Cytotoxic chemotherapies could cause the dysregulation of hematopoiesis and even put patients at increased risk of hematopoietic malignancy. Therapy-related leukemia is mainly caused by cytotoxic chemotherapy-induced genetic mutations in hematopoietic stem/progenitor cells (HSPCs). In addition to the intrinsic mechanism, some extrinsic events occurring in the bone marrow (BM) microenvironment are also possible mechanisms involved in genetic alteration. In the present study, we investigated the damage to BM stromal cells induced by a chemotherapy drug, daunorubicin (DNR) and further identified the DNA damage in hematopoietic cells caused by drug-treated stromal cells.

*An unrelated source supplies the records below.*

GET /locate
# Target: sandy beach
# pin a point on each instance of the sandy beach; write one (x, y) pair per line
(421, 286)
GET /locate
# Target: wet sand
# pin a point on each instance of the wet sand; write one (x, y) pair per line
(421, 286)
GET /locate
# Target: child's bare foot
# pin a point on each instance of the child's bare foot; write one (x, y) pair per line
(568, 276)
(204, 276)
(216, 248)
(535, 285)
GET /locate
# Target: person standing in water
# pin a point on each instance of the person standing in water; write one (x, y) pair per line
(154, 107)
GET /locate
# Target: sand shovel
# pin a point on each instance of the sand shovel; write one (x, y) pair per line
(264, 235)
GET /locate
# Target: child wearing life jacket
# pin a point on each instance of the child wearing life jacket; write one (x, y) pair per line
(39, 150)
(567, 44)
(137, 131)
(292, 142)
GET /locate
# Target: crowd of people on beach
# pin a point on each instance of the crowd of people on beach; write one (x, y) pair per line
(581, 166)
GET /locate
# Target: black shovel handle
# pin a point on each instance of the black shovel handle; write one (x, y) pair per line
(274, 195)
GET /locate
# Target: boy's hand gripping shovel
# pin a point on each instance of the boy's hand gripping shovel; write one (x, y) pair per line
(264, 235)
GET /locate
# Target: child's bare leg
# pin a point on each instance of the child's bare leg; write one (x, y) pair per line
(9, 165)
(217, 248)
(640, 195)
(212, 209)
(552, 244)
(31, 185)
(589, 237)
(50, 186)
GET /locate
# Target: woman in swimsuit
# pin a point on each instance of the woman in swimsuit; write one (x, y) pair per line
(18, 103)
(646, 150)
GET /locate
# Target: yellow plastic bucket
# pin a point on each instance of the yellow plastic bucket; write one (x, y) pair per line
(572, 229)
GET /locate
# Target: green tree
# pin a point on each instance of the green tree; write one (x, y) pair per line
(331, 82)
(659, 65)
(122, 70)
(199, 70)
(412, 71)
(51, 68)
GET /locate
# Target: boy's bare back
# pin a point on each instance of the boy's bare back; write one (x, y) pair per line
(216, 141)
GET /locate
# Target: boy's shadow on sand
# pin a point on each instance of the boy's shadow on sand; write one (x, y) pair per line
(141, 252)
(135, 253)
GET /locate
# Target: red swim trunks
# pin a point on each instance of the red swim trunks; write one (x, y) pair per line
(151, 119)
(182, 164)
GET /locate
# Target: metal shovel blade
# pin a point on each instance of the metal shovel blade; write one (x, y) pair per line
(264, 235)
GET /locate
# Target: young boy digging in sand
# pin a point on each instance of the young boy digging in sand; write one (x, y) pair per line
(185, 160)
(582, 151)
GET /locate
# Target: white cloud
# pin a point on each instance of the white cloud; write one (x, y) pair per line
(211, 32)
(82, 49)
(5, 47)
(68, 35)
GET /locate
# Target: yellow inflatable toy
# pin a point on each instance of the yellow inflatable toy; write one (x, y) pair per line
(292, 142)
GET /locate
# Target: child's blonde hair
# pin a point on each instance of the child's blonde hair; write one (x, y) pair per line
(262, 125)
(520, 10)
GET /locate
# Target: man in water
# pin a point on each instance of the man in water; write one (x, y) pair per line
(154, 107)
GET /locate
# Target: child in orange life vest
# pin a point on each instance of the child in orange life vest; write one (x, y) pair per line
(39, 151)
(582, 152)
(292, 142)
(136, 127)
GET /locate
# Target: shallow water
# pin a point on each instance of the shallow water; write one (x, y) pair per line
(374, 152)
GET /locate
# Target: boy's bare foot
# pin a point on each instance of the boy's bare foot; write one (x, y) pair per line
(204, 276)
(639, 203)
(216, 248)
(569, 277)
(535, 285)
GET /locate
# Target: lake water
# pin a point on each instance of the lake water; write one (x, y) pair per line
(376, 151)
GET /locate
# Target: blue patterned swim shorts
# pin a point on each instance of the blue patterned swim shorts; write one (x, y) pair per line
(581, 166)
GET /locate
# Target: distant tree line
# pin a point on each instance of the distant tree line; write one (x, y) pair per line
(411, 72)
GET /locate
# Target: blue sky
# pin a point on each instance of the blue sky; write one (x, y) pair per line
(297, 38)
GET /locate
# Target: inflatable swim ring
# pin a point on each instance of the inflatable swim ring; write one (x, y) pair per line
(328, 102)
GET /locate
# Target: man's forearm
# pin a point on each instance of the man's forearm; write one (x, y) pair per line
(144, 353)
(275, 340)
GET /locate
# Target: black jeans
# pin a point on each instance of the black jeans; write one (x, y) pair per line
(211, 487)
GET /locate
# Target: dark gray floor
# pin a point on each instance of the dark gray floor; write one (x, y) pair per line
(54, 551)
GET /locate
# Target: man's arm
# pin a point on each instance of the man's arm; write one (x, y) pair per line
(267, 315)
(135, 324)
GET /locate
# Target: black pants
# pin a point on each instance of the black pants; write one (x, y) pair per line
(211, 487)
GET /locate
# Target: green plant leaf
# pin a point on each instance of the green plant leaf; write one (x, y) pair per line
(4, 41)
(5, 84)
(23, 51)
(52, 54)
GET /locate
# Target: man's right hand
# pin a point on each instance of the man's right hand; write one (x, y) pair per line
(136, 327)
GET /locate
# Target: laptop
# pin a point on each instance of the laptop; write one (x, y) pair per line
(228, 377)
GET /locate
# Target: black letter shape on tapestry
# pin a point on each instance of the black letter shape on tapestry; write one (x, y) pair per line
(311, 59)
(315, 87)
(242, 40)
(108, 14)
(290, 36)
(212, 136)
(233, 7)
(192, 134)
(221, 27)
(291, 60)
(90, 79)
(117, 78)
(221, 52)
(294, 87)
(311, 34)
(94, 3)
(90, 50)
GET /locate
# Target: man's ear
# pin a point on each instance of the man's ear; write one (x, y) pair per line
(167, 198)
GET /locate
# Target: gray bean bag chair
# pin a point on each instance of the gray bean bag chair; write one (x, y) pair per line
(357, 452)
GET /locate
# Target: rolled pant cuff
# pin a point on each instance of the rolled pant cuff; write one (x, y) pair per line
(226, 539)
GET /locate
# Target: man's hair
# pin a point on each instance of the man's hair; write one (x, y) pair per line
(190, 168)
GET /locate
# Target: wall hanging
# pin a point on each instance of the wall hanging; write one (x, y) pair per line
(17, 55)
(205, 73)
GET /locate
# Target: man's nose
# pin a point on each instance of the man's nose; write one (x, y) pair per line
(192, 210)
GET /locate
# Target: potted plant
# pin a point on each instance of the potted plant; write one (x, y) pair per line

It was found that treatment with DNR in mice caused a temporary reduction in cell number in each BM stromal cell subpopulation and the impairment of clonal growth potential in BM stromal cells. DNR treatment led to a tendency of senescence, generation of intracellular reactive oxygen species, production of cytokines and chemokines, and dysfunction of mitochondrial in stromal cells. Transcriptome microarray data and gene ontology (GO) or gene set enrichment analysis (GSEA) showed that differentially expressed genes that were down-regulated in response to DNR treatment were significantly enriched in mitochondrion function, and negative regulators of reactive oxygen species. Surprisingly, it was found that DNR-treated stromal cells secreted high levels of H2O2 into the culture supernatant. Furthermore, coculture of hematopoietic cells with DNR-treated stromal cells led to the accumulation of DNA damage as determined by the levels of histone H2AX phosphorylation and 8-oxo-2'-deoxyguanosine in hematopoietic cells. Overall, our results suggest that DNR-induced BM stromal cell damage can lead to genomic instability in hematopoietic cells.